In February 2018, Congress passed and the President signed an expansion of the carbon capture tax credits defined in section 45Q of the IRS' Internal Revenue code. Previously, these credits were limited to $10/ton and capped at a total of 75 million tons. Under the expansion, carbon capture and utilization projects like EOR will be eligible for a tax credit of $35/ton, and sequestration projects will receive a $50/ton credit. The expanded tax credit would be available for 12 years to any plant constructed by 2024, with no volume cap. If successful, these credits "could help sequester between 200 million and 2.2 billion metric tons of carbon dioxide"  and bring down carbon capture and sequestration costs from a currently estimated $60/ton at Petra Nova to as low as $10/ton.
Enhanced oil recovery wells typically pump large quantities of produced water to the surface. This water contains brine and may also contain toxic heavy metals and radioactive substances. This can be very damaging to drinking water sources and the environment generally if not properly controlled. Disposal wells are used to prevent surface contamination of soil and water by injecting the produced water deep underground.
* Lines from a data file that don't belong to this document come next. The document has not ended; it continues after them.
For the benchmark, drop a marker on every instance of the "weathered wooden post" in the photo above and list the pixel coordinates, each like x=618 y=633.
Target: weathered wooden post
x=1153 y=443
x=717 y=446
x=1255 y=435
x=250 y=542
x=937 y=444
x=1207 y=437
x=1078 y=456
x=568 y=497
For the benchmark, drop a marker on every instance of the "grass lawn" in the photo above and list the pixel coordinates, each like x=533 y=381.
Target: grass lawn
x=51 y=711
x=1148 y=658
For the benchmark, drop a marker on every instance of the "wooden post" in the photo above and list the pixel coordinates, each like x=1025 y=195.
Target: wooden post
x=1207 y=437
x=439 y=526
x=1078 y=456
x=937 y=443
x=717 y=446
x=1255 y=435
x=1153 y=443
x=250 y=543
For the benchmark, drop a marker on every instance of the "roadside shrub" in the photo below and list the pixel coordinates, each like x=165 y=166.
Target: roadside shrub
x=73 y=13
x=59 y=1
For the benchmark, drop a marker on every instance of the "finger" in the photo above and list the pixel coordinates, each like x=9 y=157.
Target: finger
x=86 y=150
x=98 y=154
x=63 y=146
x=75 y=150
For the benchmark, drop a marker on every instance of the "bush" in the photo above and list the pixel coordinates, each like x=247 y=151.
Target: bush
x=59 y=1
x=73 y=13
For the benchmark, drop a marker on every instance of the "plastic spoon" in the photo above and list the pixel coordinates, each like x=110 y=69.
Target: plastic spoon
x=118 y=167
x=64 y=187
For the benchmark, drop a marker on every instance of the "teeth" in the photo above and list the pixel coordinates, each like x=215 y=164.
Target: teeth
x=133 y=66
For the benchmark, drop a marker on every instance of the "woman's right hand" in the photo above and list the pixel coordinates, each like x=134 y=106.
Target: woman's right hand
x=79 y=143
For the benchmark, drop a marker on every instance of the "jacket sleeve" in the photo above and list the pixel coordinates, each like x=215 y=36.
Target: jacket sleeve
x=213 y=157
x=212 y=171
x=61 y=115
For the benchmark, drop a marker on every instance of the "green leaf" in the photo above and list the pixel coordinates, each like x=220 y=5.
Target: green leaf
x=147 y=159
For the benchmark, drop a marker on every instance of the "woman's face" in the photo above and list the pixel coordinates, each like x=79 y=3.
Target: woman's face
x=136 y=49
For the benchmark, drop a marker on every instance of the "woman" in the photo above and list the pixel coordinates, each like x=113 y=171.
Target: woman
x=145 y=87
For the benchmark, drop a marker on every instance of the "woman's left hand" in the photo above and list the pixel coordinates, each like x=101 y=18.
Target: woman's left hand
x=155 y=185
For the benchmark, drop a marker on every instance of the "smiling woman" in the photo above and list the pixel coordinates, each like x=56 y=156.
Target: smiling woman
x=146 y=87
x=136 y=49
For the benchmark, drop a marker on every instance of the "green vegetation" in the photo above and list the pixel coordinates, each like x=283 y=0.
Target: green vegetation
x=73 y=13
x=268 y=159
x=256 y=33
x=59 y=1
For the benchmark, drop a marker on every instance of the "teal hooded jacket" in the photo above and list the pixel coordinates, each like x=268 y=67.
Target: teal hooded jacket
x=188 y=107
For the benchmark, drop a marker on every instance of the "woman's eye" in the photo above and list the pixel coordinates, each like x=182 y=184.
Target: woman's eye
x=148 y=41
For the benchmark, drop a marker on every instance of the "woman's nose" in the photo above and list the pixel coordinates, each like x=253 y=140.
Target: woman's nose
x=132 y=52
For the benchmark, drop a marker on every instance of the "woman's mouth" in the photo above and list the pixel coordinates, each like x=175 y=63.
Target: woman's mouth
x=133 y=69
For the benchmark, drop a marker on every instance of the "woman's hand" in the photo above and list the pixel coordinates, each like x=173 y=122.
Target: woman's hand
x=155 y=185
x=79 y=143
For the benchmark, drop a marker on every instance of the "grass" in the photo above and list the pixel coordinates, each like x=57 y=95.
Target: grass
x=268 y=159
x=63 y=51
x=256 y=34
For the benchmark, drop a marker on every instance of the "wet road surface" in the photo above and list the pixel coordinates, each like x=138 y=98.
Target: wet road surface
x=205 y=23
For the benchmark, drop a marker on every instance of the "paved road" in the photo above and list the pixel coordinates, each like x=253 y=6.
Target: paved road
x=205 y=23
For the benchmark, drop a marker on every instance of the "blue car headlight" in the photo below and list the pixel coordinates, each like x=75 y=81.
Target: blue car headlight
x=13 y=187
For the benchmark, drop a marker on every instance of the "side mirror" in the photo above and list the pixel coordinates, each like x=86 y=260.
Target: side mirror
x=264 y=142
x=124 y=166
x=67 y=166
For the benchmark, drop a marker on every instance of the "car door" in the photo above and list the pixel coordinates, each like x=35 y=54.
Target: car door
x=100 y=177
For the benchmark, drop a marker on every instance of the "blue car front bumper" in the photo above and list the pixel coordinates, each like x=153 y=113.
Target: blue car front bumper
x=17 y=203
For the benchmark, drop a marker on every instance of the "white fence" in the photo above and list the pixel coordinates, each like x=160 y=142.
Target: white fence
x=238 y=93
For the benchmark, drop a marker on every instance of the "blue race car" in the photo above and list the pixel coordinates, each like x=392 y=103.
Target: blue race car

In the United States, injection well activity is regulated by the United States Environmental Protection Agency (EPA) and state governments under the Safe Drinking Water Act. EPA has issued Underground Injection Control (UIC) regulations in order to protect drinking water sources. Enhanced oil recovery wells are regulated as "Class II" wells by the EPA. The regulations require well operators to reinject the brine used for recovery deep underground in Class II disposal wells.